Completion of the Dartford Bridge
The Thames crossing between Dartford and Thurrock was first mooted in 1929, but with logistical, economic and political problems including the not inconsiderable one of WWII , it was not until November 1963 that the first tunnel opened there. As ever traffic had been wildly underestimated, and a second tunnel became inevitable, though it only opened in 1980. The M25 of course added to the volume of traffic when it was completed in 1986 , and the bottleneck at Dartford needed to be addressed.
The solution was, uniquely for the Thames east of London , a road bridge, work on which could only begin once legislation had been passed through Parliament to allow what was one of the first modern Private Finance Initiatives to take place: the construction that began in August 1988 would be paid for by a consortium in return for the revenue from running it for an agreed period.

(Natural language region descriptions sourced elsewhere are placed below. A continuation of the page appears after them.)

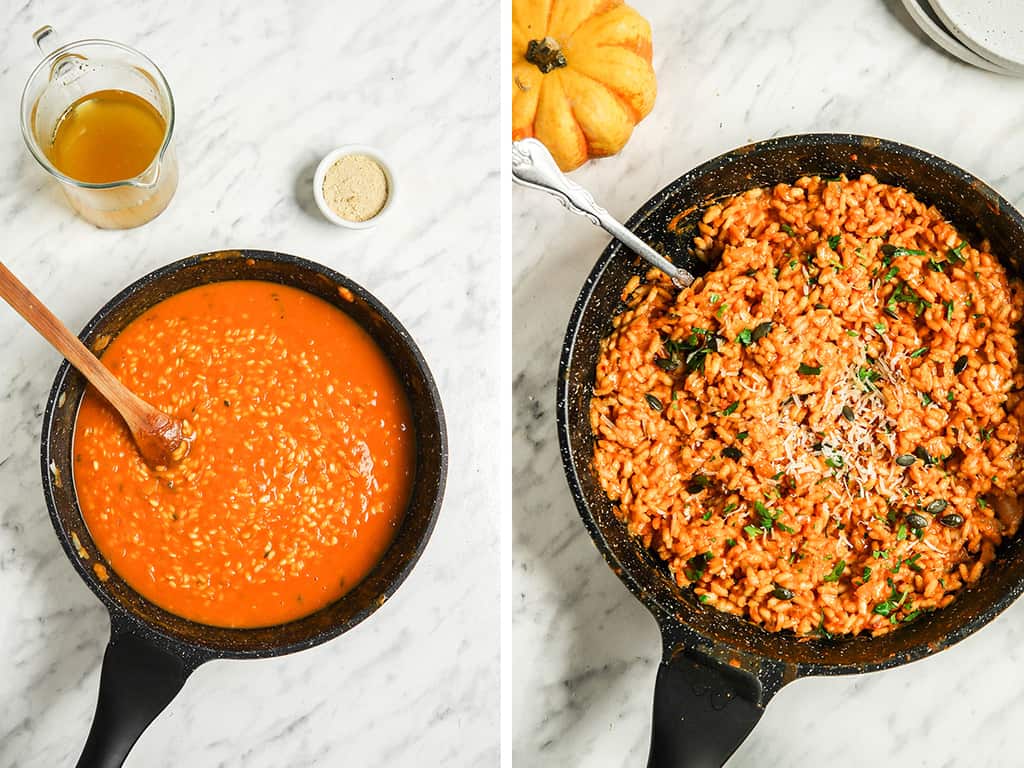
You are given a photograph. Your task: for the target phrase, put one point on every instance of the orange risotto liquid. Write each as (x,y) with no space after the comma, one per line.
(300,472)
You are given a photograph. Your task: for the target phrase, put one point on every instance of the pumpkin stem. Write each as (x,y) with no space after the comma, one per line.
(546,54)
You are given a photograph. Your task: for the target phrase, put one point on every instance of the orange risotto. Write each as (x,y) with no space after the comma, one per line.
(821,434)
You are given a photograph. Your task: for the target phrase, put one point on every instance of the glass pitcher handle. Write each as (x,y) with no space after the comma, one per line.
(46,40)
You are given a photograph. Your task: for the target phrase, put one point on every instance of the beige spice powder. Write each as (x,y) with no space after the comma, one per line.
(355,187)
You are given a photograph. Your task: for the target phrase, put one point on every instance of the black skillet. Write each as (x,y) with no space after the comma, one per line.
(718,671)
(152,652)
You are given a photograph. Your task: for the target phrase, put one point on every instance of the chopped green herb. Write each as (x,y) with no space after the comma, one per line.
(821,631)
(782,593)
(837,571)
(897,251)
(689,352)
(892,604)
(760,331)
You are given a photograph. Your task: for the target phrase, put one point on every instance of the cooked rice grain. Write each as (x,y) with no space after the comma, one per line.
(761,460)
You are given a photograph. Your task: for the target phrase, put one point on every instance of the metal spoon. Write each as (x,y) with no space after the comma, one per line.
(161,439)
(532,166)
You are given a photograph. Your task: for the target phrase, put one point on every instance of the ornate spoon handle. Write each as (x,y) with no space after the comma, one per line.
(532,166)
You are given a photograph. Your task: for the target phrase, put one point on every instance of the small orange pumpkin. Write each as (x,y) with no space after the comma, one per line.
(582,76)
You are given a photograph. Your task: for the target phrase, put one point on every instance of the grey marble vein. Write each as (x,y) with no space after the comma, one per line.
(262,91)
(583,651)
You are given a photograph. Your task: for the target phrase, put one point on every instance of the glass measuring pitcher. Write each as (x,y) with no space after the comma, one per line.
(66,77)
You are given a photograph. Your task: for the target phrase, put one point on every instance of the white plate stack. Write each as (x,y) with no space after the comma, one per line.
(988,34)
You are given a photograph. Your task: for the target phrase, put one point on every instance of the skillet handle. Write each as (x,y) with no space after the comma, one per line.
(136,682)
(702,712)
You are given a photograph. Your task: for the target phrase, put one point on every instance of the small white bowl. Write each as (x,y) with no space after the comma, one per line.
(328,161)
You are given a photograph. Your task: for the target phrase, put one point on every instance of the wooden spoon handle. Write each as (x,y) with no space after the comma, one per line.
(55,332)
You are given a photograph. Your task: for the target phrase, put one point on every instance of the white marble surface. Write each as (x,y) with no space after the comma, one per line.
(583,651)
(262,91)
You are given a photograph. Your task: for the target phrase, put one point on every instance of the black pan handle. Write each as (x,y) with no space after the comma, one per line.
(138,679)
(702,711)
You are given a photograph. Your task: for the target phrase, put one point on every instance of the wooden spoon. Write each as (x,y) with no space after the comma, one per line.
(161,439)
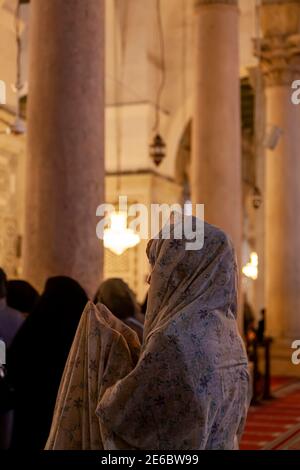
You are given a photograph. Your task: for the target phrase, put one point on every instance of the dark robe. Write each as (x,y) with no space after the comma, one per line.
(37,357)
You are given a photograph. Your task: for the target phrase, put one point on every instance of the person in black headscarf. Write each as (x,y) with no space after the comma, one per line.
(37,357)
(117,296)
(21,296)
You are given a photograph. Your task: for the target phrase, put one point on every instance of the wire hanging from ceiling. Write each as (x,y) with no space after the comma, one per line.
(158,146)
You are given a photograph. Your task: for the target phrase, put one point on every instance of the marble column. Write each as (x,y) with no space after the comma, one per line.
(216,158)
(279,54)
(65,167)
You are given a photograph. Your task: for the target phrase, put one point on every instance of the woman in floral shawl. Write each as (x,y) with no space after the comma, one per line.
(189,389)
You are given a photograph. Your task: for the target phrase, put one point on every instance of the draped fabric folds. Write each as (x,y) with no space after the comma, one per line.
(104,350)
(189,389)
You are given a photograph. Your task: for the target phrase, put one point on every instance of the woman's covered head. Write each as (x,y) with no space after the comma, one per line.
(204,279)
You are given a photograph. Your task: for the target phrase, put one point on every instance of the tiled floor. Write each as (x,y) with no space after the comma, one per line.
(275,424)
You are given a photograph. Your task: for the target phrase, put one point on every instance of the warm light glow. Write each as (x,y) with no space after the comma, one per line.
(118,237)
(251,268)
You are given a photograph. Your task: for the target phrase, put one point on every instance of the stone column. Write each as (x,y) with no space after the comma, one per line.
(216,166)
(65,173)
(280,60)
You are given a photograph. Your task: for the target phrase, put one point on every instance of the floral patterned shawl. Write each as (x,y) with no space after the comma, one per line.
(190,387)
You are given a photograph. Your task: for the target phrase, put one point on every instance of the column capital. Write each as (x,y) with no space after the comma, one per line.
(279,48)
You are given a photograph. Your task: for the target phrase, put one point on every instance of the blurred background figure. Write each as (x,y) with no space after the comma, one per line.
(37,357)
(10,319)
(117,296)
(22,296)
(261,326)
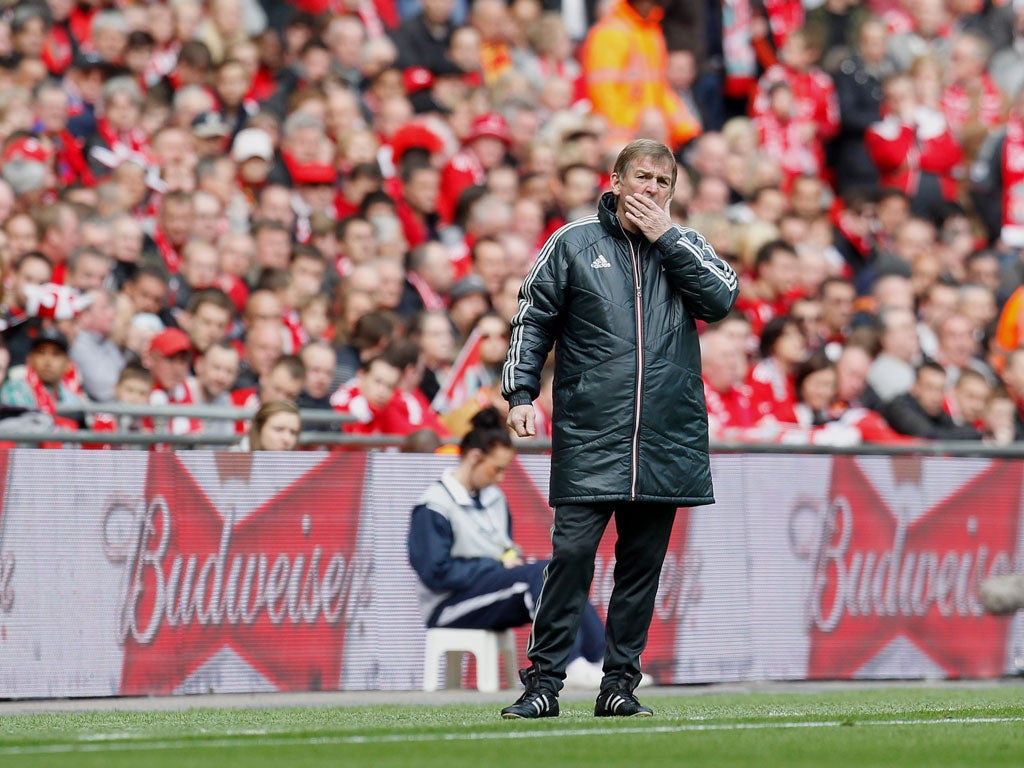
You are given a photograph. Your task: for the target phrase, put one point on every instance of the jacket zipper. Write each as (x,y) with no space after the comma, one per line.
(638,309)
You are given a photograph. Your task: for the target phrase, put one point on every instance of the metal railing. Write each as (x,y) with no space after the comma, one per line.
(331,435)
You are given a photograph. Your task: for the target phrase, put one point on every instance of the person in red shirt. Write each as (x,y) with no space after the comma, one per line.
(783,346)
(972,103)
(368,396)
(169,358)
(776,274)
(815,102)
(912,146)
(730,402)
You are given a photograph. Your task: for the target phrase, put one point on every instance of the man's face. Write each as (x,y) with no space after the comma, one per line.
(263,347)
(837,305)
(972,393)
(132,391)
(49,361)
(307,276)
(422,190)
(495,343)
(320,364)
(170,372)
(217,370)
(379,382)
(489,468)
(929,390)
(147,293)
(781,272)
(273,248)
(359,242)
(645,176)
(22,236)
(90,272)
(176,220)
(279,384)
(208,325)
(32,272)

Giant pylons standing on huge and enormously heavy caissons support the bridge, the central span of which runs for 450m. With the outer spans and the elevated approach ways the entire length of the structure is just short of 3,000m. At the highest point the bridge gives 57.5m clearance to shipping, enabling all but a few of the world’s mightiest vessels to pass beneath it if required.
But figures don’t tell the whole story: the Queen Elizabeth II Bridge as it was named is an elegant design sitting astride the Thames where the river is nearly half a mile wide, a perhaps incongruously beautiful sight especially at night with the lights of traffic and the roadway reflected in the water, drawing the eye to its soaring vastness in a generally flat landscape.
When it was completed in June 1991 (opening officially in October that year) it was a great day for drivers, easing the congestion that had worsened over the years as cars waited to pay and pass through the tunnels - the four-lane bridge carries southbound traffic, the tunnels northbound. Sadly the designer, Hellmut Homberg, did not live to see the completion of his great project, dying in 1990.